The acceleration due to gravity on the surface of the moon is `1.7ms^(-2)`. What is the time perioid of a simple pendulum on the surface of the moon, if its time period on the surface of earth is `3.5s ?` Take `g=9.8ms^(-2)` on the surface of the earth.

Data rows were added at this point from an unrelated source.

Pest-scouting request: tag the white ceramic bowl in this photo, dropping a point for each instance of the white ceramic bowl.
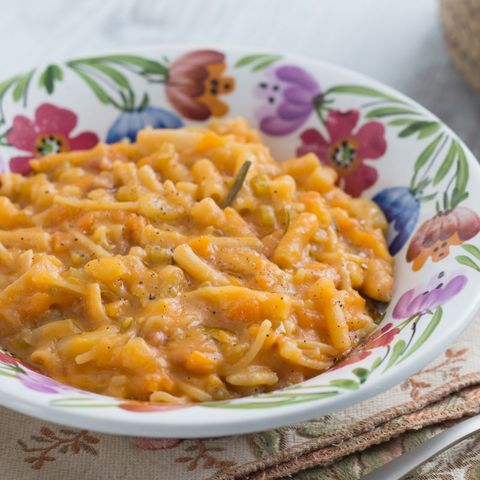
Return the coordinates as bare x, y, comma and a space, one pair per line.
421, 174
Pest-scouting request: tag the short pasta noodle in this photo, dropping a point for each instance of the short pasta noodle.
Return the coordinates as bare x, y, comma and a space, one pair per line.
188, 266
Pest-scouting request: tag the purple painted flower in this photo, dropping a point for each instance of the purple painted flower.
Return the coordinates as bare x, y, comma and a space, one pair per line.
288, 93
421, 299
41, 383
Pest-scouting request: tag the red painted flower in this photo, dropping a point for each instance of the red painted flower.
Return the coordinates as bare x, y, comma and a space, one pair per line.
347, 149
356, 357
49, 132
381, 337
195, 83
136, 406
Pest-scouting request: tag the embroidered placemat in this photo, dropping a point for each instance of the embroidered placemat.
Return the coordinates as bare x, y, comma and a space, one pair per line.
346, 445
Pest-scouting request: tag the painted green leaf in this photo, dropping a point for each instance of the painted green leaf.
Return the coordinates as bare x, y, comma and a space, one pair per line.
112, 73
461, 178
387, 111
375, 364
95, 86
361, 373
427, 153
48, 77
397, 350
249, 59
401, 121
472, 249
300, 398
6, 373
147, 66
429, 130
265, 63
418, 126
428, 198
467, 261
21, 88
346, 384
446, 165
434, 321
361, 90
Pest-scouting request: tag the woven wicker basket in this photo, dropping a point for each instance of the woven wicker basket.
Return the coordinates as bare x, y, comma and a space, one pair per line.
461, 26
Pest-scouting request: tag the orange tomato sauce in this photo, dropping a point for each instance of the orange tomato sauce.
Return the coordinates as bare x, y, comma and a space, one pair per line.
188, 266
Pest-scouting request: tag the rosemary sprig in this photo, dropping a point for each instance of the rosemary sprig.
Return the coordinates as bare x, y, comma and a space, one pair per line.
237, 184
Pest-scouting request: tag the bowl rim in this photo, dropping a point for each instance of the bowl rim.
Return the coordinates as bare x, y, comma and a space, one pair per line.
151, 425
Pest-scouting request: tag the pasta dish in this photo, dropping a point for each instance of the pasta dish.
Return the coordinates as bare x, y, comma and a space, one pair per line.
188, 266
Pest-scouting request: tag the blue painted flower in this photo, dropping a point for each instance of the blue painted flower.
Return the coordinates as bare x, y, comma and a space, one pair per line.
130, 122
402, 208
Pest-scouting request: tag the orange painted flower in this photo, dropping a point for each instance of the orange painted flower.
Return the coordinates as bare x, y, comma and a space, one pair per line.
435, 236
195, 83
135, 406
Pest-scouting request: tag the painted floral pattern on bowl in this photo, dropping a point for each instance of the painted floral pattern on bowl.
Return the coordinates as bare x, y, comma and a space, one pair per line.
382, 145
347, 148
50, 131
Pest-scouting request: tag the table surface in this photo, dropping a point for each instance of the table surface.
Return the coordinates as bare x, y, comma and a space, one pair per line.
399, 43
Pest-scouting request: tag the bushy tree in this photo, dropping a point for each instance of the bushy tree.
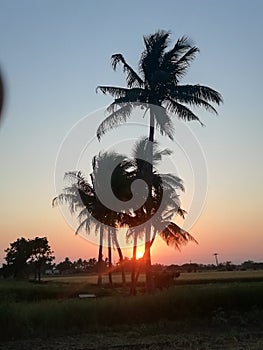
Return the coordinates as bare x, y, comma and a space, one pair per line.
24, 253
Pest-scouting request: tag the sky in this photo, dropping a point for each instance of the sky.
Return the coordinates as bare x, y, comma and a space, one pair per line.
53, 56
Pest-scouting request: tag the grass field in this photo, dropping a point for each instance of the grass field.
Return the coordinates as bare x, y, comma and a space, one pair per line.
184, 277
53, 309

To find the time period of a simple pendulum on the surface of the moon, we can use the relationship between the time period of a pendulum and the acceleration due to gravity. The formula for the time period \( T \) of a simple pendulum is given by: \[ T = 2\pi \sqrt{\frac{L}{g}} \] where: - \( T \) is the time period, - \( L \) is the length of the pendulum, - \( g \) is the acceleration due to gravity. ### Step 1: Write the time period formula for Earth and Moon For Earth: \[ T_e = 2\pi \sqrt{\frac{L}{g_e}} \] For Moon: \[ T_m = 2\pi \sqrt{\frac{L}{g_m}} \] Where: - \( g_e = 9.8 \, \text{m/s}^2 \) (acceleration due to gravity on Earth), - \( g_m = 1.7 \, \text{m/s}^2 \) (acceleration due to gravity on Moon). ### Step 2: Set up the ratio of the time periods Since the length \( L \) of the pendulum is the same on both Earth and Moon, we can set up the ratio of the time periods: \[ \frac{T_e}{T_m} = \sqrt{\frac{g_m}{g_e}} \] ### Step 3: Substitute the known values We know: - \( T_e = 3.5 \, \text{s} \) - \( g_m = 1.7 \, \text{m/s}^2 \) - \( g_e = 9.8 \, \text{m/s}^2 \) Substituting these values into the ratio: \[ \frac{3.5}{T_m} = \sqrt{\frac{1.7}{9.8}} \] ### Step 4: Solve for \( T_m \) First, calculate \( \sqrt{\frac{1.7}{9.8}} \): \[ \sqrt{\frac{1.7}{9.8}} \approx \sqrt{0.173469} \approx 0.416 \] Now, substitute this back into the equation: \[ \frac{3.5}{T_m} = 0.416 \] Cross-multiplying gives: \[ 3.5 = 0.416 \cdot T_m \] Now, solve for \( T_m \): \[ T_m = \frac{3.5}{0.416} \approx 8.4 \, \text{s} \] ### Final Answer The time period of the simple pendulum on the surface of the moon is approximately \( 8.4 \, \text{s} \). ---